# 8v 1.8l ticking and startup concerns.



## Taytor (May 6, 2012)

New to VWs here, and looking for sound advice.

My 89 golf gl liked tick pretty good on startup. Mainly cold startups.
The ticking will last for about 10-15 minutes before clearing up. I'm also getting white smoke while the car is warming up.

I just changed the oil, so I have adequate oil levels.

I've searched about engine ticking, and here is what I have gathered:

Possible lifter replacement.
Need new oil pump.
Run a special oil through the engine. 
Oil pressure issues.

Is there any advice that a knowledgeable person can offer? I've been told that the noise is normal, and will not hurt anything. I don't trust that idea lol.

Thanks!


----------



## ps2375 (Aug 13, 2003)

What oil are you using? What is your oil pressure? Does the car have a catalytic convertor? If you rev the motor lightly when ticking, does the ticking go away?


----------



## Taytor (May 6, 2012)

ps2375 said:


> What oil are you using? What is your oil pressure? Does the car have a catalytic convertor? If you rev the motor lightly when ticking, does the ticking go away?


Oil is Mobil1 15w-50. .I do not know the oil pressure. Yes, there is a cat. Converter.
The ticking does not go away during acceleration, but only intensifies.


----------



## ps2375 (Aug 13, 2003)

Water is a by-product of the catalytic process, so water vapor in the exhaust can be normal. You'll have to monitor the coolant level to ensure you are not using coolant.

As for the "ticking", you an either install an oil press gauge for testing or permanent (better than an idiot light) or add some Marvel mystery oil to see if you can clean the lifters and wait them out. Or just replace the lifters. They maybe sticky, dirty or just worn out.


----------



## Taytor (May 6, 2012)

ps2375 said:


> Water is a by-product of the catalytic process, so water vapor in the exhaust can be normal. You'll have to monitor the coolant level to ensure you are not using coolant.
> 
> As for the "ticking", you an either install an oil press gauge for testing or permanent (better than an idiot light) or add some Marvel mystery oil to see if you can clean the lifters and wait them out. Or just replace the lifters. They maybe sticky, dirty or just worn out.


Yes, I plan on installing and oil pressure monitor. What I need is a link to a how-to if possible (I would be thankful)

I was also just informed about the marvel oil by a co-worker. Ill have to pick up some of that today.

Thank you VERY much for the responses. I will post any updates.


----------



## Taytor (May 6, 2012)

Purchased the Marvel Mystery oil this evening. Replaced almost a a quart in the Golf.

I also added about 4 or 5 oz. to the gas tank. Why not right? haha.

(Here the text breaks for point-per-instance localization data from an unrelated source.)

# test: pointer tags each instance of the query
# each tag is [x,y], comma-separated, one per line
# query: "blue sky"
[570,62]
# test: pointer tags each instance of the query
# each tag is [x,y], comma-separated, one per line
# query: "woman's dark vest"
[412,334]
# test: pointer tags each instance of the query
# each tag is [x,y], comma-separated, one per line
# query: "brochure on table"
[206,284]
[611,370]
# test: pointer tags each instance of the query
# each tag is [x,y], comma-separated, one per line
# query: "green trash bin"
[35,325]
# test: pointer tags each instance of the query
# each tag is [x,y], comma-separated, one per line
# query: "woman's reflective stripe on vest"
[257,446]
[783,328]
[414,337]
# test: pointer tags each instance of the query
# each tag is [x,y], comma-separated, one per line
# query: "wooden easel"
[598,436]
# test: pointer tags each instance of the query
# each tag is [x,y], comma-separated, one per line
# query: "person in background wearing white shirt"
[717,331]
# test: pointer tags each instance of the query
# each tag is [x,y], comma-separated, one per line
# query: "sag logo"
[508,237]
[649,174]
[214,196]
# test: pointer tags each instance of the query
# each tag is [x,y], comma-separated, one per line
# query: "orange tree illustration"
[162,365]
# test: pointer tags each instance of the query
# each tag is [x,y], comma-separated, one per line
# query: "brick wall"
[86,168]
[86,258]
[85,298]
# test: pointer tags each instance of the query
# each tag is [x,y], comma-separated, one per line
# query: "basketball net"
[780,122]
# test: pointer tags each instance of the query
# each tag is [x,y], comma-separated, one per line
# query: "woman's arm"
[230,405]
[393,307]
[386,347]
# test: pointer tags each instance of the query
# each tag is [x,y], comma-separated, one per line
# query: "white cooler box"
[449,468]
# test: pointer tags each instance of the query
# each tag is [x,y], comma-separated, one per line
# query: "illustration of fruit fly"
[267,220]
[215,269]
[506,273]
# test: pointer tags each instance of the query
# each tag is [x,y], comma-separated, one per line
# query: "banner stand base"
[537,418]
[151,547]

So we will see how this work.


----------



## Glegor (Mar 31, 2008)

Taytor said:


> New to VWs here, and looking for sound advice.
> 
> My 89 golf gl liked tick pretty good on startup. Mainly cold startups.
> The ticking will last for about 10-15 minutes before clearing up. I'm also getting white smoke while the car is warming up.
> ...


lifter tick on an 8v VW is a guarantee of life, just like paying taxes! it doesnt hurt a darn thing.

the fix is to replace the lifters, unless you can add some marvel mystery oil, or a quart of ATF to the oil..

if the ATF or MM oil doesnt shut them up, then nothing will, either drive it with the tickin lifters, or replace them. and they are not super cheap either.. its gonna be ~$100 to replace the lifters, with all the new gaskets and hardware required to do it..

it DOES NOT need the oil pump replaced, i can 99% guarantee that.. VW oil pumps are TOUGH.

and i imagine your oil pressure is fine as well.. if its not, suspect intermediate shaft wear..


----------



## Taytor (May 6, 2012)

Glegor said:


> lifter tick on an 8v VW is a guarantee of life, just like paying taxes! it doesnt hurt a darn thing.
> 
> the fix is to replace the lifters, unless you can add some marvel mystery oil, or a quart of ATF to the oil..
> 
> ...



So you say that the oil pump should be ok?. Ok.

If this MM doesn't work, then ill probably replace them.

I want to install an oil pressure gauge anyways. Is there a link to a how-to anywhere that has instructions on how to install one?


----------



## Taytor (May 6, 2012)

Well, even a short time with MM oil, the sticking has been reduced slightly. Sometimes Iwill crank the car, and hardly hear ticking at all. I can still hear it pretty good at all other times.

This morning when I first fired the car up, almost no ticking. I drove it for a short while, and then shut it off again at work. Well, after the temp. went up a lot, the car ticked after startup.

For now, Im not going to worry about it.

Im going to purchase a lifter(s)


----------



## Glegor (Mar 31, 2008)

Taytor said:


> Well, even a short time with MM oil, the sticking has been reduced slightly. Sometimes Iwill crank the car, and hardly hear ticking at all. I can still hear it pretty good at all other times.
> 
> This morning when I first fired the car up, almost no ticking. I drove it for a short while, and then shut it off again at work. Well, after the temp. went up a lot, the car ticked after startup.
> 
> ...


my old gti used to tick cold, and REALLY WARM..

like, it would tick when you fired it up cold, then it would tick again sitting in the fast food drive thru, or in a traffic jam.. a quart of ATF fixed those lifters for ~20k miles till i upgraded the cam, and HAD TO change the lifters..

there is ABSOLUTELY NOTHING WRONG with how they act right now.. and being that the MM quieted them down quickly, just keep it in there, they might work to get even quieter!


----------